Jules Verne

It already covers half the plain, and the waves, still comparatively warm, are eating away our island above and below at the same time! If the cold does not stop it very soon, the sea will shortly join the lake, and we shall lose our lagoon as we lost our river and our port!"

"Well, if that should happen it will indeed be an irreparable misfortune!" exclaimed Madge.

"Why?" asked Mrs Barnett, looking inquiringly at her companion.

"Because we shall have no more fresh water," replied Madge.

"Oh, we shall not want for fresh water, Madge," said Mrs Barnett; "the rain, the snow, the ice, the icebergs of the ocean, the very ice-field on which we float, will supply us with that; no, no, that is not our danger."

About ten o'clock Mrs Barnett and Madge had readied the rising ground above Cape Esquimaux, but at least two miles inland, for they had found it impossible to follow the coast, worn away as it was by the sea. Being rather tired with the many détours they had had to make, they decided to rest a few minutes before setting off on their return to Fort Hope. A little hill crowned by a clump of birch trees and a few shrubs afforded a pleasant shelter, and a bank covered with yellow moss, from which the snow had melted, served them as a seat. The little wallet was opened, and they shared their simple repast like sisters.

Half an hour later, Mrs Barnett proposed that they should climb along the promontory to the sea, and find out the exact state of Cape Esquimaux. She was anxious to know if the point of it had resisted the storm, and Madge declared herself ready to follow "her dear girl" wherever she went, but at the same time reminded her that they were eight or nine miles from Cape Bathurst already, and that they must not make Lieutenant Hobson uneasy by too long an absence.

But some presentiment made Mrs Barnett insist upon doing as she proposed, and she was right, as the event proved. It would only delay them half an hour after all.

They had not gone a quarter of a mile before Mrs Barnett stopped suddenly, and pointed to some clear and regular impressions upon the snow. These marks must have been made within the last nine or ten hours, or the last fall of snow would have covered them over.

"What animal has passed along here, I wonder?" said Madge.

"It was not an animal," said Mrs Barnett, bending down to examine the marks more closely, "not a quadruped certainly, for its four feet would have left impressions very different from these. Look, Madge, they are the footprints of a human person!"

"But who could have been here?" inquired Madge; "none of the soldiers or women have left the fort, and we are on an island, remember.

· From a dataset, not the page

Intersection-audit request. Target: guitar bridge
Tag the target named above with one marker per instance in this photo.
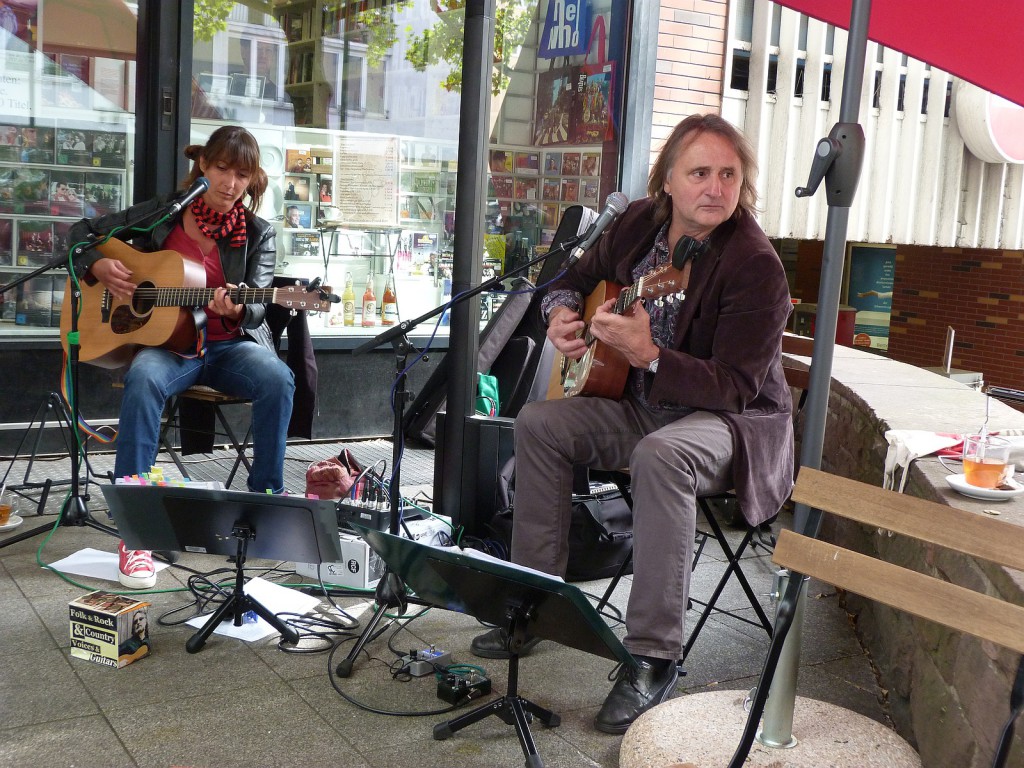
(104, 308)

You must be mistaken, my dear; but we will follow the marks, and see where they lead us."

They did so, and fifty paces farther on both again paused.

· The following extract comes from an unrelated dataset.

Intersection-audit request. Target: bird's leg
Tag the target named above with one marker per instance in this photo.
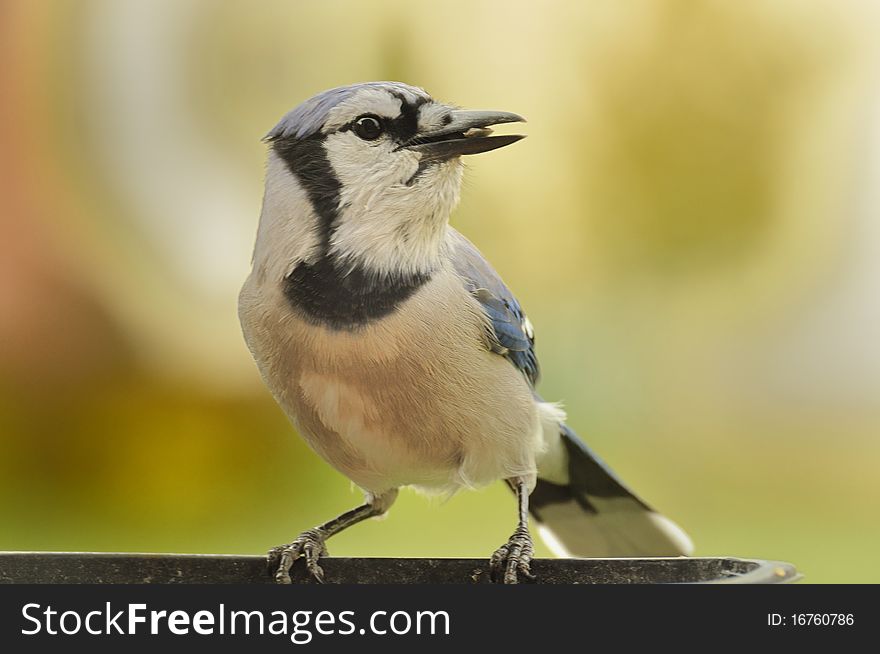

"Look, Madge, look!" cried Mrs Barnett, seizing her companion's arm, "and then say if I am mistaken."

Near the footprints there were marks of a heavy body having been dragged along the snow, and the impression of a hand.

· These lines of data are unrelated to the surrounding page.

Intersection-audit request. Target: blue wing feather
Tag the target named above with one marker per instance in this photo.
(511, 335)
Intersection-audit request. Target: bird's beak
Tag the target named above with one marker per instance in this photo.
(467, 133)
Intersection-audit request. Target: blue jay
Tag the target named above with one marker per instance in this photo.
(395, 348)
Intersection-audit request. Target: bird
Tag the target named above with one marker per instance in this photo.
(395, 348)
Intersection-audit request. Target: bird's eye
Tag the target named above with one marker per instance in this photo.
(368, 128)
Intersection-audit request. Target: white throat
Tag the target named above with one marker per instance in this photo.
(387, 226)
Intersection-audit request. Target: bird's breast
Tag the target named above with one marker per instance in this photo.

"It is the hand of a woman or a child!" cried Madge.

"Yes!" replied Mrs Barnett; "a woman or a child has fallen here exhausted, and risen again to stumble farther on; look, the footprints again, and father on more falls!"

"Who, who could it have been?" exclaimed Madge.

"How can I tell?" replied Mrs Barnett. "Some unfortunate creature imprisoned like ourselves for three or four months perhaps. Or some shipwrecked wretch flung upon the coast in the storm. You remember the fire and the cry of which Sergeant Long and Lieutenant Hobson spoke. Come, come, Madge, there may be some one in danger for us to save!

And Mrs Barnett, dragging Madge with her, ran along following the traces, and further on found that they were stained with blood.

The brave, tender-hearted woman, had spoken of saving some one in danger; had she then forgotten that there was no safety for any upon the island, doomed sooner or later to be swallowed up by the ocean?

The impressions on the ground led towards Cape Esquimaux.